We would like to create a similar project to this one https://portal.ozobot.com/lessons/detail/cold-lady except our plan is to use the ozobots to help the students write a story map for a process piece that is of interest to them. We are also thinking that we would be able to use the ozobots during our literacy routine to enhance the small group activities that we already have in place.
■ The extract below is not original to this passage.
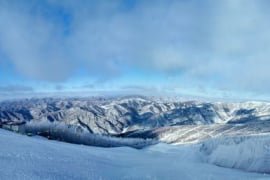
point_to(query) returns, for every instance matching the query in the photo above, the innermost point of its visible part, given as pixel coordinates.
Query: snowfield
(23, 157)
For example, the students could program the ozobot to alphabetize the weekly spelling word list or program the ozobot to stop on a misspelled word in a sentence. Another idea in literacy circles in which we could use the ozobot is with organizing procedural writing, where the ozobot will move and stop at specific place allowing the students “talk time” to share important element of the story. The ozobot also could be used to showcase a student’s retelling of events after their time in Read to Self. Students are motivated using literacy circles, enhancing them with ideas of how to use the ozobot will certainly broaden our student’s creativity and language development skills.

Example 10

Our grade 4 health curriculum involves knowledge of the digestive and urinary systems. The students will be coding their ozobots to recreate a journey through the digestive system while others will be coding a journey through the urinary system. Students will work in groups of 3 or 4 to create a representation of the systems (drawing, model, etc.). They will code the ozobot to journey through the system while they explain the main organs and the importance of each in the digestive or urinary system. Students will be involved in sequencing the process, creating their representation, coding the ozobot through the journey, creating the video, presenting and sharing via google their videos.

Example 11

In grade 4, Bienvenue chez nous, is a unit around the theme of communities and things we would find in our communities. At the beginning of the unit we learn the necessary vocabulary for buildings, directions (up, down, left right), and well as verbs for movement (fast, slow, etc.). Once student have all necessary vocabulary, their Mini-tâche assessment involves creating their community (where they live) and using the vocab to describe in French orally what is real to them. This activity involves drawing a map while speaking aloud to a group. We could use ozobots coding into our maps along the streets of their community maps. The students can indicate how to get to certain key places that are important to them in their community. The ozobot can be programmed to virtually tour the community in which each students live. Bringing these experiences to our young learners will provide many benefits to their French vocabulary (describing the path of the ozobot in French as well as the key map elements), it will also provide much needed exposure to coding (a new concept at our school), and engagement as learners. Once this example is complete, we can use the same concept to discover unknown communities (Francophone communities) around the world.